In an acute-angled triangle $ABC$, a point $D$ lies on the segment $BC$. Let $O_1$,$O_2$ denote the circumcentres of triangles $ABD$ and $ACD$, respectively. Prove that the line joining the circumcentre of triangle $ABC$ and the orthocentre of triangle $O_1O_2D$ is parallel to $BC$.
Supposing that the circumcentre of $\Delta$$ABC$ is $O$, and the orthocenter of $\Delta$$O_1O_2D$ is H, I could prove that $A,O_1,O,H,O_2$ lie on a circle. After that I cannot figure out how to do. Please help.
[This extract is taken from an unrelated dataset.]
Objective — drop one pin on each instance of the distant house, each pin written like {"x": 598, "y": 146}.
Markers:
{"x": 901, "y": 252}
[Any other better solution is also welcome :)]
Best Answer
I proceded starting from your suggestions and then by the following path. You can use your result to state that \begin{equation} \angle O_2OH \cong\angle O_2AH \cong \angle O_2DH,\tag{1}\label{eq:cong1} \end{equation} where the first congruence is due to the fact that the angles are subtended by the same chord $O_2H$, and the second congruence is due to the fact that triangle $AO_2D$ is isosceles. Call then $M_1$ the middle point of $BC$ and $M_2$ the middle point of $AC$. Note that \begin{equation} \angle O_2OM_1 + \angle ACB \cong \pi,\tag{2}\label{eq:sum1} \end{equation} which can be obtained by adding up the internal angles of quadrilateral $CM_2OM_1$. Now subtract and add $\angle O_2OH$ on the LHS of \eqref{eq:sum1}, getting \begin{eqnarray} \angle O_2OM_1 -\angle O_2OH+ \angle ACB + \angle O_2OH&\cong& \pi\\ \angle HOM_1 + \angle ACB + \angle O_2OH \cong \pi. \end{eqnarray} Finally, by using \eqref{eq:cong1} and properties of the circumcenter $O_2$, show that \begin{equation} \angle ACB + \angle O_2OH \cong \frac{\pi}{2}, \end{equation} which will lead to the thesis.